Wilkie lived with his fiancée Janice Reed, who was the mother of his two-year-old daughter and was pregnant with a baby who was born six weeks later. He also had a 12-year-old daughter and a five-year-old son by a previous partner. Funds were opened to help the family; among the donors was philanthropist Paul Getty. The Bishop of Llandaff led Wilkie's funeral service; he called for "some sort of moratorium" and a return to work by the miners in return for an impartial board to investigate conditions in the coal industry.

==Murder trial==

The two men who caused Wilkie's death, Dean Hancock and Russell Shankland, were found guilty of murder by a majority verdict on 16 May 1985 (by which time the strike had ended) and sentenced to life imprisonment. A third man, Anthony Williams, who had been present on the bridge but was found to have actively discouraged them from dropping the concrete block, was acquitted. The life sentences caused an outcry among the striking miners, who felt that the death of Wilkie was not a deliberate act; the strike had ended by the time the verdict was brought in, but 700 miners at Merthyr Vale walked out on hearing the news.

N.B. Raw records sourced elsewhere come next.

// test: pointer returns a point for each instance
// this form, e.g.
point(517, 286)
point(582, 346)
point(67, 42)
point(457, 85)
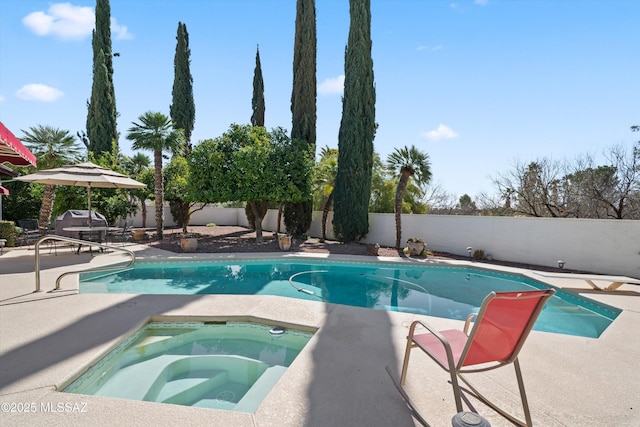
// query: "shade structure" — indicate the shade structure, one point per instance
point(83, 175)
point(12, 150)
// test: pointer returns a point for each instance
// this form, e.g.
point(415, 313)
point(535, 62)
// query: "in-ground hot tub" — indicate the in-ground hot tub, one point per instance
point(217, 364)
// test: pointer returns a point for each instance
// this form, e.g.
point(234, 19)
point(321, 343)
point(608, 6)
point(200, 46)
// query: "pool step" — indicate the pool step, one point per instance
point(181, 379)
point(254, 396)
point(186, 391)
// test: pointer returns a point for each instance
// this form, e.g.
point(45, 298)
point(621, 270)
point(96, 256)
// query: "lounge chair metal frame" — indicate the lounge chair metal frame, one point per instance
point(494, 341)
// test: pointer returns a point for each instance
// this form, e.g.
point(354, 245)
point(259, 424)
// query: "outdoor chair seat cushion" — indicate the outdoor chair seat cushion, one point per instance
point(433, 346)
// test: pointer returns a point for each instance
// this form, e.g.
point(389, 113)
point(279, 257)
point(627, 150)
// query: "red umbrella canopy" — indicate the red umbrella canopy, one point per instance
point(12, 150)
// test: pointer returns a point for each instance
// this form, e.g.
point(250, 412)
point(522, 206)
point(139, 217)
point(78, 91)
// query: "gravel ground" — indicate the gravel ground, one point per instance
point(224, 239)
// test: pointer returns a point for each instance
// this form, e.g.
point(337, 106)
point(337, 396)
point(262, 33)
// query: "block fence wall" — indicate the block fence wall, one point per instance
point(598, 245)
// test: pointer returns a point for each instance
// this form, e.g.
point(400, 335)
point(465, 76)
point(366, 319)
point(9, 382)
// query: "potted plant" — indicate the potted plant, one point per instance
point(189, 242)
point(284, 241)
point(415, 245)
point(139, 234)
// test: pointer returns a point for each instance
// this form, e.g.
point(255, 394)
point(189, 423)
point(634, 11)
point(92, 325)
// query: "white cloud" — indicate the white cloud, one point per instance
point(39, 92)
point(332, 86)
point(63, 20)
point(69, 22)
point(442, 132)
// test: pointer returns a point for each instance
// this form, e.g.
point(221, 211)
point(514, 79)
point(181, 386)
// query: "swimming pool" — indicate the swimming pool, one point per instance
point(216, 364)
point(442, 291)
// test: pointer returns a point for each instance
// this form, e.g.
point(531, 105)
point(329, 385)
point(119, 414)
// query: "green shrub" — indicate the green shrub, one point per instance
point(8, 232)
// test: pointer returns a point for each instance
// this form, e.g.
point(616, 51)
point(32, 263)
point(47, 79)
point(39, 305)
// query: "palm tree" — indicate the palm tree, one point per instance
point(324, 181)
point(406, 163)
point(53, 148)
point(155, 133)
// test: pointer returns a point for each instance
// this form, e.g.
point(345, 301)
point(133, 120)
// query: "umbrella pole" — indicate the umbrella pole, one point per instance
point(89, 202)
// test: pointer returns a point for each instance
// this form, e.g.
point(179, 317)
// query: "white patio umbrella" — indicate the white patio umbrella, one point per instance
point(83, 175)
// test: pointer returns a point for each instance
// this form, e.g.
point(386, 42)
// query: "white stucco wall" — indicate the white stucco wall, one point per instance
point(603, 246)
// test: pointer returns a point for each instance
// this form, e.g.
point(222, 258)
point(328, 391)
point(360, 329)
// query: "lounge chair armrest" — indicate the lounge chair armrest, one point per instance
point(467, 322)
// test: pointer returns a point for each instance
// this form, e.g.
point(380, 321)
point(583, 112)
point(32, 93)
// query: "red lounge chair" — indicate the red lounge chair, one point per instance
point(499, 332)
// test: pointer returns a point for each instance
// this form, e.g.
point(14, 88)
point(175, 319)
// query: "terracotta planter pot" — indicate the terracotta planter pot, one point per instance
point(189, 244)
point(415, 248)
point(284, 242)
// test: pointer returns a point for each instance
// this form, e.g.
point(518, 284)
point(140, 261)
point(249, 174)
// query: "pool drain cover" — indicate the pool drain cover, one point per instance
point(226, 395)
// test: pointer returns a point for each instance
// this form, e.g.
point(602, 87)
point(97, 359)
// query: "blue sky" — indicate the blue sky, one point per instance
point(476, 84)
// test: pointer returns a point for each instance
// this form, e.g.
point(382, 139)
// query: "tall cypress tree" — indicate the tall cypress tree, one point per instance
point(101, 115)
point(357, 130)
point(183, 109)
point(257, 102)
point(297, 216)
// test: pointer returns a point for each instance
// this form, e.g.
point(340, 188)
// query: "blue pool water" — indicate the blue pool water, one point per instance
point(442, 291)
point(221, 365)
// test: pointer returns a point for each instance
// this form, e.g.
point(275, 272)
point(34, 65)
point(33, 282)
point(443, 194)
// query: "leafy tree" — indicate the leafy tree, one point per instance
point(183, 108)
point(248, 163)
point(534, 189)
point(24, 200)
point(154, 132)
point(53, 148)
point(324, 181)
point(102, 114)
point(406, 163)
point(297, 216)
point(357, 130)
point(412, 202)
point(176, 177)
point(257, 102)
point(466, 205)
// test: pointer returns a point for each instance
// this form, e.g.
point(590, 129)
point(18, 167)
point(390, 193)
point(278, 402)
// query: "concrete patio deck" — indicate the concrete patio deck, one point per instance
point(339, 379)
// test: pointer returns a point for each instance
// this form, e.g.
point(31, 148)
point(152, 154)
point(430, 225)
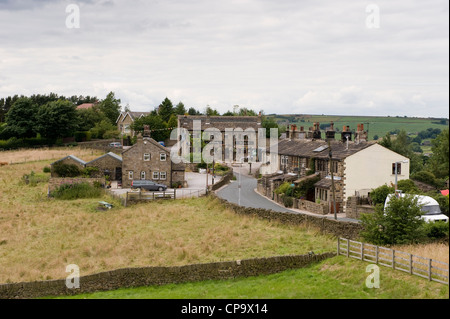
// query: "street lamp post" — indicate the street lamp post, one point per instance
point(396, 172)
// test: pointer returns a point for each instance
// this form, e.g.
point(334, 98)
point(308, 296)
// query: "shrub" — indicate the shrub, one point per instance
point(399, 223)
point(33, 179)
point(66, 170)
point(76, 191)
point(436, 230)
point(288, 201)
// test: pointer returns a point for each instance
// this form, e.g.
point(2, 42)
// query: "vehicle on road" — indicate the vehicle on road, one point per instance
point(115, 144)
point(430, 207)
point(148, 185)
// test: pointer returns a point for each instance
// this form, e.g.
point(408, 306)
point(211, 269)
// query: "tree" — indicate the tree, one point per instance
point(173, 122)
point(211, 112)
point(398, 223)
point(180, 109)
point(57, 119)
point(439, 161)
point(110, 106)
point(21, 119)
point(165, 110)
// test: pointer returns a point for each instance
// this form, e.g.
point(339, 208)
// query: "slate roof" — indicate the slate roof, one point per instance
point(306, 147)
point(220, 122)
point(114, 155)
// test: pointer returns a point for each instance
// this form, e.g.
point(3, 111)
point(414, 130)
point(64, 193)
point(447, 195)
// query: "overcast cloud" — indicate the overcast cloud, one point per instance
point(288, 56)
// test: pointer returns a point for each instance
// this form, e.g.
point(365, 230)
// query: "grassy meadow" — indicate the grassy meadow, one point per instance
point(335, 278)
point(376, 125)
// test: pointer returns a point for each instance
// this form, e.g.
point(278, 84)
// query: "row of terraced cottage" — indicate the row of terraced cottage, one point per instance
point(358, 166)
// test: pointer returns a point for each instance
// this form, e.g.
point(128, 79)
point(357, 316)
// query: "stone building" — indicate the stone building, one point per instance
point(149, 160)
point(222, 124)
point(357, 165)
point(68, 160)
point(109, 164)
point(126, 119)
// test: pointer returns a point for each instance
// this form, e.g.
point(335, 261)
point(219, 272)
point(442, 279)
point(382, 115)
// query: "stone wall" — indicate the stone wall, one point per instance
point(55, 182)
point(354, 210)
point(136, 277)
point(326, 225)
point(225, 180)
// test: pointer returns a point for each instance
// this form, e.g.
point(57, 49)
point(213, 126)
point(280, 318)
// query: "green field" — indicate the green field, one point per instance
point(335, 278)
point(374, 124)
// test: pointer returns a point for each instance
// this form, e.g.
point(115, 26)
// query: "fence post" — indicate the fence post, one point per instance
point(362, 251)
point(393, 259)
point(410, 264)
point(429, 269)
point(348, 247)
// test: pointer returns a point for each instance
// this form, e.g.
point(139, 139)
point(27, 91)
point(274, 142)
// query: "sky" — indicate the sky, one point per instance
point(348, 57)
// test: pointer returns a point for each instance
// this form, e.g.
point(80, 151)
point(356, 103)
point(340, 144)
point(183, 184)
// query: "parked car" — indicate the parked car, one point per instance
point(148, 185)
point(115, 144)
point(431, 210)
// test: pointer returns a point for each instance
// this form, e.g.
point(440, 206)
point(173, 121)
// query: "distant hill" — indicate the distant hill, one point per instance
point(375, 125)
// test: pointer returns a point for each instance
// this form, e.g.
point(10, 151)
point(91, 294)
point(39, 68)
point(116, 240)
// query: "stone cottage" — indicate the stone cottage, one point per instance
point(109, 164)
point(357, 165)
point(149, 160)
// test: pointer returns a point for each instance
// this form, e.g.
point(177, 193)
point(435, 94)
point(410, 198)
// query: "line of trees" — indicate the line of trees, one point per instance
point(53, 117)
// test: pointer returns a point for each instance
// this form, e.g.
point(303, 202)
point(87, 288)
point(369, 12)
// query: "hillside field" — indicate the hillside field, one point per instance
point(374, 124)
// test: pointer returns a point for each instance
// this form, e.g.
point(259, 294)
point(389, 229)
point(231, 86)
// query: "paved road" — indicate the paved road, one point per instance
point(248, 197)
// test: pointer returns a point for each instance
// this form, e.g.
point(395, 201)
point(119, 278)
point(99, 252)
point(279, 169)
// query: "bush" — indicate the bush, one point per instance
point(288, 201)
point(33, 179)
point(399, 223)
point(436, 230)
point(76, 191)
point(66, 170)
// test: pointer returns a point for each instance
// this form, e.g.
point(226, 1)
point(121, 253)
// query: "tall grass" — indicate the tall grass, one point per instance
point(76, 191)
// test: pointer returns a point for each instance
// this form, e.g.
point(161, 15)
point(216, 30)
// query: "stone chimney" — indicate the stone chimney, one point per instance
point(330, 133)
point(316, 132)
point(360, 134)
point(146, 131)
point(346, 132)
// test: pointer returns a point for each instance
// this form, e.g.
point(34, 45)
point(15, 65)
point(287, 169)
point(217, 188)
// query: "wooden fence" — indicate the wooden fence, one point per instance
point(430, 269)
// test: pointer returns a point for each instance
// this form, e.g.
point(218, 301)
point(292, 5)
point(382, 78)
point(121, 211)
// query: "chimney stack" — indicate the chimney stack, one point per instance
point(330, 133)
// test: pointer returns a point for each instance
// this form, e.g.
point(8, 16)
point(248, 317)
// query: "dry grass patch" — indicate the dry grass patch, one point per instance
point(39, 236)
point(41, 154)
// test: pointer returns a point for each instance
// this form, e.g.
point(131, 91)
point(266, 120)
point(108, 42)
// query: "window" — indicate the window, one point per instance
point(399, 168)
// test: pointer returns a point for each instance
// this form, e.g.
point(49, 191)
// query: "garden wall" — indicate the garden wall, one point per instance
point(326, 225)
point(137, 277)
point(55, 182)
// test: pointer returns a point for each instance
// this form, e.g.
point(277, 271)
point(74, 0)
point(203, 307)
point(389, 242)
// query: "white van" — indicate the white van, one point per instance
point(430, 208)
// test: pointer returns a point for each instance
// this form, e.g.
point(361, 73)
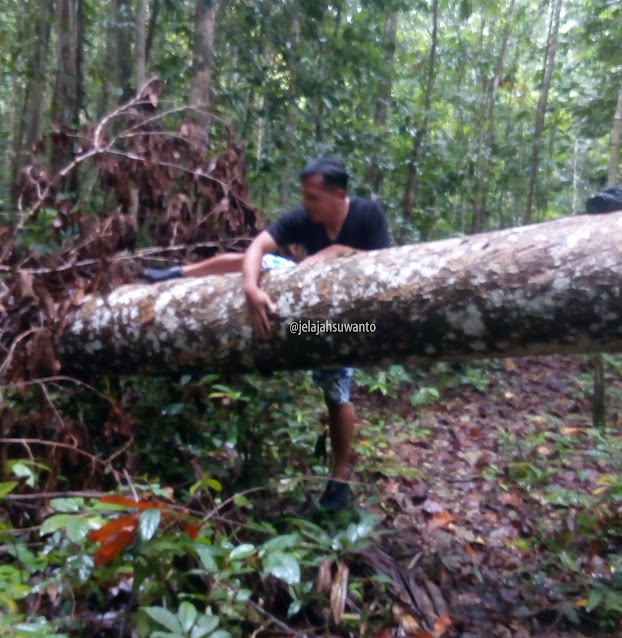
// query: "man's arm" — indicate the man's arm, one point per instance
point(258, 302)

Russell Shankland's solicitor was critical of Scargill's attitude. He referred to the strike as "a war" and said with regard to Scargill, "In that war there were generals, and they stood outside the law and they left Russell Shankland outside the law."

On appeal, their convictions were reduced to manslaughter, and their life sentences were replaced with eight-year prison terms, of which they would serve just over half. The Lord Chief Justice, Lord Lane, explained that the crime would be murder if the death was a "natural consequence" of the miners' actions, but the legal phrase "natural consequence" was potentially misleading without further explanation. The appeal verdict of guilty to manslaughter was upheld in the House of Lords, in the case R v Hancock. Hancock and Shankland were released on 30 November 1989, which was coincidentally the fifth anniversary of Wilkie's death.

==Aftermath==
Kim Howells, the South Wales NUM official who commented on the killing of David Wilkie, later became a Member of parliament for the Labour Party and served as a minister in the Blair government and later became chair of the Intelligence and Security Committee, a committee of parliamentarians that oversees the work of Britain's intelligence and security agencies. In 2004 he said that when he heard that a taxi driver had been killed, he thought "hang on, we've got all those records we've kept over in the NUM offices, there's all those maps on the wall, we're gonna get implicated in this". He then destroyed "everything", because he feared a police raid on the union offices.